Resolve nurses’ grievances

LAST week nurses across the country threatened to down tools to force the government to provide oxygen to Covid-19 patients.
The Lesotho Nurses Association (LNA) said it will call a massive stay-away if the situation in hospitals is not urgently addressed.

The association gave the government a week’s ultimatum to sort the issues.
The nurses’ demands came following a dramatic rise in Covid-19 deaths across the country in the first two weeks of the new year.
The nurses also disputed the statistics of casualties released by the National Covid-19 Secretariat (Nacosec) which they said were a gross understatement.
While their main grievance this time was the issue of oxygen provision in hospitals the nurses have also in the past complained bitterly about the lack of personal protective equipment in hospitals.

The nurses, who are in the frontline in this battle against the Covid-19 pandemic, are crying out for help. All they are asking for are the resources to enable them to do their work properly.
We would like to believe that these are honest demands that the government must urgently address.

It must be quite traumatic to work in institutions where one is not able to deliver services to the best of one’s ability merely because the hospitals do not have oxygen, a critical component for Covid-19 patients.
It is precisely for this reason that we think the Ministry of Health must address their demands with a sense of urgency.

The nurses are not asking for lavish allowances; they are merely asking for the basics of their trade so that they can save lives.
We are in a war zone; the bullets are flying. We cannot therefore ask nurses to go into battle without the necessary protective gear and whatever they need to execute their mandate.

Over the last few weeks, Covid-19 has hit us extremely hard. We have had loved ones painfully snatched away from us.
This is therefore no time for politicking; what we want to see is action and more action to salvage our rickety health delivery system.
Our health system might not be the best in the world; but we can get the basics right and save lives. That means ensuring a constant supply of oxygen for Covid-19 patients.

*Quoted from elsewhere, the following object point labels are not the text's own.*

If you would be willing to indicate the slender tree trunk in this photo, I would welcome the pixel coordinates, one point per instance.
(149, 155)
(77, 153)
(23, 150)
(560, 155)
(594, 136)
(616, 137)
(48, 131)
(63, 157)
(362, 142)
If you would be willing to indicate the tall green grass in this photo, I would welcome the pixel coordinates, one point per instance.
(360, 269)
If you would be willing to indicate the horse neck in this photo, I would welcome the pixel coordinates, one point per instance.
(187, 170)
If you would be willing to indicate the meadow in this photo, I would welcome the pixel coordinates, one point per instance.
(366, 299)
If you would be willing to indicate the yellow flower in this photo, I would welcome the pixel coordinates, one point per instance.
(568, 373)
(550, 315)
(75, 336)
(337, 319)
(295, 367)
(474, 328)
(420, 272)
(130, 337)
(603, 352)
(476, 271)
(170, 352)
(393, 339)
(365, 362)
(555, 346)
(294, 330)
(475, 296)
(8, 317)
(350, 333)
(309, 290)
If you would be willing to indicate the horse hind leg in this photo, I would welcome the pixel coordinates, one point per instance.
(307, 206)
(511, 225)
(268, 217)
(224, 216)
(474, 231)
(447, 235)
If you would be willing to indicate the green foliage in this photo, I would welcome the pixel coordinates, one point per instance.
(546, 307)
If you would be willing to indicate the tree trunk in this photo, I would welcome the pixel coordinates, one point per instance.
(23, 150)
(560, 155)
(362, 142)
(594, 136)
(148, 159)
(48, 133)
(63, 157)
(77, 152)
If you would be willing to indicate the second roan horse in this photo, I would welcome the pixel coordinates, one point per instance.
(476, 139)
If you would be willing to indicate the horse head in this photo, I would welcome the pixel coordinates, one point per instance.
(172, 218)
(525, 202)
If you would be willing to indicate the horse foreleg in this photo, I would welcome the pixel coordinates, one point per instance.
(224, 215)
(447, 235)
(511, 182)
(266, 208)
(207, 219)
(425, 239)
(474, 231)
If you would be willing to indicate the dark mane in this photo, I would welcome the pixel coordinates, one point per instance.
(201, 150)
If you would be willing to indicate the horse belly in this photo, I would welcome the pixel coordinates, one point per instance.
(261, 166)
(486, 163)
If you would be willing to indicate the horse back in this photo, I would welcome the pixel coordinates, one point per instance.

If we fail to do so, we are likely to have huge cases of depression among our health professionals such as nurses who are constantly dealing with Covid-19 patients in hospitals that are woefully resourced.
As painfully captured in one of our stories last week, the two hospitals that have been set aside to treat Covid-19 patients were on the verge of being overrun by desperate patients.

The surge in infections is putting pressure on health infrastructure. The catastrophic scenes in our morgues are frightening, to say the least.
The government must do all it can to support the nurses and doctors treating Covid-19 patients. With South Africa sealing its borders, we are on our own.

Health Minister Motlatsi Maqelepo must accede to the nurses’ demand to save lives. This is not about politics; it is about Basotho’s lives.
When people have died, in such shocking numbers that we have seen, it would appear callous to argue that all is under control.
The reality is that this is a war and we need all hands on the deck to fight this terrible disease.

And when vaccines eventually become available in Lesotho, nurses and other health professionals, must be first in the queue to get their jab.
They have made immense sacrifices and some of them have paid the ultimate price in the line of duty.